# Buffing wheels



## warthog (Dec 26, 2011)

Can a person put the three buffing wheels through the washing machine?


----------



## islandturner (Dec 26, 2011)

warthog said:


> Can a person put the three buffing wheels through the washing machine?


 
From personal experience, a very gentle, friendly suggestion, you may want to run this one by the missus, before proceeding....!


----------



## nativewooder (Dec 26, 2011)

Suuuurrrre you can, but your wife might kill you shortly after she finds out about it!:biggrin:

Take a minute or two to call Beall @ 1 800 331 4718 to get real factual information.  Can't imagine why anyone would need to "wash" a buffing wheel unless they tried to buff a wet surface?!  Even then, a couple of sessions with a "rake" will clean up most buffs.  But you really should call the gal at Beall unless you already live in the dog house.:beat-up:

Good Luck!:biggrin:


----------



## warthog (Dec 26, 2011)

Good enough...I'll just do the best that I can with it. I aint going to wash it...I am already in the dog house on all the money I have spent so far in this new hobby.


----------



## JimB (Dec 26, 2011)

What's wrong with it that you think you need to wash it?


----------



## Mack C. (Dec 27, 2011)

warthog said:


> Can a person put the three buffing wheels through the washing machine?
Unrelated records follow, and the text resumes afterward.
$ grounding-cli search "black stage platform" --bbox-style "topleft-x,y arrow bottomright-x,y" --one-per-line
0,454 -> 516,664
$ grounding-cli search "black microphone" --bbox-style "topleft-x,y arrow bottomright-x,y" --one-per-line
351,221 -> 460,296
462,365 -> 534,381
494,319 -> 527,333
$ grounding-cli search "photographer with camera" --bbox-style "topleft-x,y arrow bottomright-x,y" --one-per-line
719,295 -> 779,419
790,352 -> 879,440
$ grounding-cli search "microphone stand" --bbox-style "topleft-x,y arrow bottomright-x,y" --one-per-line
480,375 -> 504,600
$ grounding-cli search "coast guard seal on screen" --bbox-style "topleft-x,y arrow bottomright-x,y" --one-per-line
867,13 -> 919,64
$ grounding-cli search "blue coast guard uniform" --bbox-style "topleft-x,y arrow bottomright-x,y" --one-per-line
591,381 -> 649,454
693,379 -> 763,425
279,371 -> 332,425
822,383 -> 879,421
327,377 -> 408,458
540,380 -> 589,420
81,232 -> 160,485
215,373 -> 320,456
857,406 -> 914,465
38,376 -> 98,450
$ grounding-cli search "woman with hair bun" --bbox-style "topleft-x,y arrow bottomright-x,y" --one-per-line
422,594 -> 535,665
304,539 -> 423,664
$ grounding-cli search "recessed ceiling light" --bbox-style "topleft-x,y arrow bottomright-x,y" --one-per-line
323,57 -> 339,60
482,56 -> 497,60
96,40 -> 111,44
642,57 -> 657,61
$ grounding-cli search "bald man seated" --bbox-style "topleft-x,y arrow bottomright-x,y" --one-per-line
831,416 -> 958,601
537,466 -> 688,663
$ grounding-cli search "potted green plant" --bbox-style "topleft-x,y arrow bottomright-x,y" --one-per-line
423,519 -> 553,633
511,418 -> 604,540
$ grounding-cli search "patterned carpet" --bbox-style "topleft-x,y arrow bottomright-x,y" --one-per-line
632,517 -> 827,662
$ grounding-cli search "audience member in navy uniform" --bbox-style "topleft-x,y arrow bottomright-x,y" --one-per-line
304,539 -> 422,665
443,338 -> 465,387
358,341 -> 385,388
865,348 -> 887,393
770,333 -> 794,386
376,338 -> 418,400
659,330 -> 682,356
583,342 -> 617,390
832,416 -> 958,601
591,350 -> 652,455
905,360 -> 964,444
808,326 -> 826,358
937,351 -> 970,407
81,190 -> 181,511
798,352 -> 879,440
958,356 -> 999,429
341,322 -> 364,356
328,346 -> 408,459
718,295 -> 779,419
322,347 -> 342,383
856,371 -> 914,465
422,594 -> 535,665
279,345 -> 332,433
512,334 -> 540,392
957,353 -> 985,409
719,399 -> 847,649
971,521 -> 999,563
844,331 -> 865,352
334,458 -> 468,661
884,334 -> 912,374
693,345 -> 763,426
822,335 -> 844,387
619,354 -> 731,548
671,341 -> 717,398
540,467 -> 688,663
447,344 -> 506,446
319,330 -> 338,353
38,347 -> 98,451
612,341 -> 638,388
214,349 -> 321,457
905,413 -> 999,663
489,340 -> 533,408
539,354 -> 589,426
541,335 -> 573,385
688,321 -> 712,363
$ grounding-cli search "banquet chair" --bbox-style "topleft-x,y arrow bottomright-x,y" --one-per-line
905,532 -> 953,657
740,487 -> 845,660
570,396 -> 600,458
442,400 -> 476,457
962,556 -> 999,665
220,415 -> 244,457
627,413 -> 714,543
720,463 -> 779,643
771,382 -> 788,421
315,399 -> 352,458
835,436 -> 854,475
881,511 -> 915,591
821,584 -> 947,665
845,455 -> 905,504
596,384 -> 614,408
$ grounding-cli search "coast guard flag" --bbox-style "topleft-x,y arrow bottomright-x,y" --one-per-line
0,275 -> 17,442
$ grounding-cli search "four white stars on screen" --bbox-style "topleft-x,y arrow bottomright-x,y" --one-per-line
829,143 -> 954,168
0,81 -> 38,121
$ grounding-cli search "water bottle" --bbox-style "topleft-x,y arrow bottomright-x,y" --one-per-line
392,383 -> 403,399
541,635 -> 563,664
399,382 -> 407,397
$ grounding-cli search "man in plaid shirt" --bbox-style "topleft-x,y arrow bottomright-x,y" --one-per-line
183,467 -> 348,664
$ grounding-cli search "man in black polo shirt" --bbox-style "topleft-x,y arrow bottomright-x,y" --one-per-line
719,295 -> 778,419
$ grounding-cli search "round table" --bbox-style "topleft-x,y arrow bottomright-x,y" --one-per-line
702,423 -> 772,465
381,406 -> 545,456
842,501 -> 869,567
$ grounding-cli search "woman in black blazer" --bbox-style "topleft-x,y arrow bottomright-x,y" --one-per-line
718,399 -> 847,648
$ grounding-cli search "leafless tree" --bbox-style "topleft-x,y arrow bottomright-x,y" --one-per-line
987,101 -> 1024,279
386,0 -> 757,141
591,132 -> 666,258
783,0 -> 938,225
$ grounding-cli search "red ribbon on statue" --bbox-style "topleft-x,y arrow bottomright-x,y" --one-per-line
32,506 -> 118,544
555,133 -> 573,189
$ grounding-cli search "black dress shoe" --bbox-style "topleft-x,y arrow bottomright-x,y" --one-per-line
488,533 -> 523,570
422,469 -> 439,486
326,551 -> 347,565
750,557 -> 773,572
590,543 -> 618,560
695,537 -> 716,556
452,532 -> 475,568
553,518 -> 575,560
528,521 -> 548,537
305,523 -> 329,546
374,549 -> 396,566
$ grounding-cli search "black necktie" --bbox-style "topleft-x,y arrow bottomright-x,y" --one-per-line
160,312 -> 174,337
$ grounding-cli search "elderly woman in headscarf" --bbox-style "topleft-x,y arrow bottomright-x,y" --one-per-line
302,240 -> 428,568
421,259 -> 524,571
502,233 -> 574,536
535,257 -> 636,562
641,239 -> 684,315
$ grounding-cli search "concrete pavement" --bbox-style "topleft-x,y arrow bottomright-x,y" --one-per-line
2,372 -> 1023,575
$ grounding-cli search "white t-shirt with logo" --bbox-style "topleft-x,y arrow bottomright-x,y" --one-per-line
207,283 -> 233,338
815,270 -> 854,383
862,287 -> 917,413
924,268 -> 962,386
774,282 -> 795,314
Hi Ken; I trust you're not considering putting the Beall wheels that you purchased from me through the washing machine. There would be no need to do that. They were gently loaded with the buffing compounds as required to allow them to buff efficiently!

If you would like to clean them somewhat, use an old hacksaw blade, teeth in towards the buffs of course, and spin the buffs at about 900 rpms or less against the blade. That's all the cleaning they will ever need.

Have mercy on them there wheels!:smile-big:


----------



## warthog (Dec 27, 2011)

*Cleaning buffing wheels*

The reason I was wanting to wash the wheels was because I was running the buffer and while it was running it was rubbing acrfoss the piece that holds the tool rest and turned the first wheel red. The second reason was because I was buffing out a PR blank that had quite a bit of blue in it and turned that wheel blue. Just didn't want to take a chance and have it rub off onto something that I would want to keep.


----------



## Mack C. (Dec 27, 2011)

warthog said:


> The reason I was wanting to wash the wheels was because I was running the buffer and while it was running it was rubbing acrfoss the piece that holds the tool rest and turned the first wheel red. The second reason was because I was buffing out a PR blank that had quite a bit of blue in it and turned that wheel blue. Just didn't want to take a chance and have it rub off onto something that I would want to keep.


Hi again Ken; Clean them with the hacksaw blade or a wire brush, then take a piece of pine or the like 2 x 4 etc. and buff that. See if any of the colour is left on the pine piece!


----------



## warthog (Dec 28, 2011)

Thanks a bunch Mack...I would never had thought of that in a million years.


----------



## butchf18a (Dec 28, 2011)

warthog said:


> Thanks a bunch Mack...I would never had thought of that in a million years.


 
the learning curve is always shortened when we ask questions. that's why we are here:usflag:


----------



## phillywood (Dec 29, 2011)

how come you didn't get the renewer brush from Mack, or get a dog wire brush that's little gentler and hold it against it to clean. Just a thought.


----------



## Mack C. (Dec 29, 2011)

phillywood said:


> > how come you didn't get the renewer brush from Mack,
> 
> 
> That wasn't in the Beall 3 wheel buffer when I purchased it. It came with the recommendation of breaking the wheels in by backing a piece of 80 grit sandpaper with a board and pressing it against the spinning buff.:biggrin:


----------